Buyers get rockets, satellites, an AI company, and a social network — all bundled around one man.

The Muskonomy Tangle

That man already runs Tesla, valued at $1.4 trillion. He oversees brain-chip maker Neuralink and tunnel-digging firm The Boring Company. Tesla has invested more than $2 billion in xAI. Grok appears as an AI assistant in some Teslas. Musk has said a significant share of Tesla manufacturing will shift toward robots using xAI technology. SpaceX, Tesla, and xAI are all partners in Terafab, a massive chipmaking venture Musk announced last month.

“Investors could use a sum-of-the-parts analysis, but, like with Tesla, SpaceX’s valuation could very much fluctuate wildly based off how much the public believes in Musk’s vision,” said Angelo Bochanis of Renaissance Capital, a provider of IPO research.

A likely dual-class share structure would let Musk tap public capital while retaining firm control despite dilution, said Minmo Gahng, a finance professor at Cornell. He will run a public company with the same unilateral authority he wielded when it was private — now with regulators watching.

Timing Risk

Even a listing of this scale is hostage to market conditions. The Nasdaq is coming off its steepest weekly drop in nearly a year, driven by the US-Iran war and surging oil prices.

“You can have a great company, with great fundamentals and a lot of investor interest — and an IPO can still flop if the markets have turned south, if there’s too much volatility in the market,” said Georgetown finance professor Reena Aggarwal.

SpaceX is targeting a listing around June, with Bank of America, Citigroup, Goldman Sachs, JPMorgan Chase, and Morgan Stanley leading the offering, the Wall Street Journal reported. OpenAI and Anthropic are also weighing large public listings, according to Forbes, setting up a broader test of investor appetite for AI-adjacent companies.

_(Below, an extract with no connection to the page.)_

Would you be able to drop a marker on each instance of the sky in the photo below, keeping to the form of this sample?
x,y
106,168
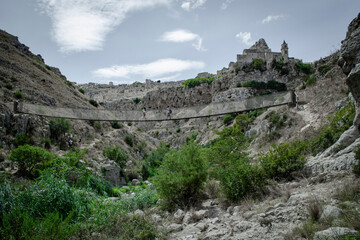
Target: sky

When SpaceX debuts, Musk will become the first person to helm two separate trillion-dollar public companies. His estimated 43% stake would push his net worth — already $824 billion, per Forbes — past $1 trillion.

The world’s first trillionaire, selling shares in a rocket company to fund AI data centers in orbit, backed by Saudi sovereign wealth, while running a car company, a brain-chip startup, and a social media platform. Public markets will soon have to put a price on all of it.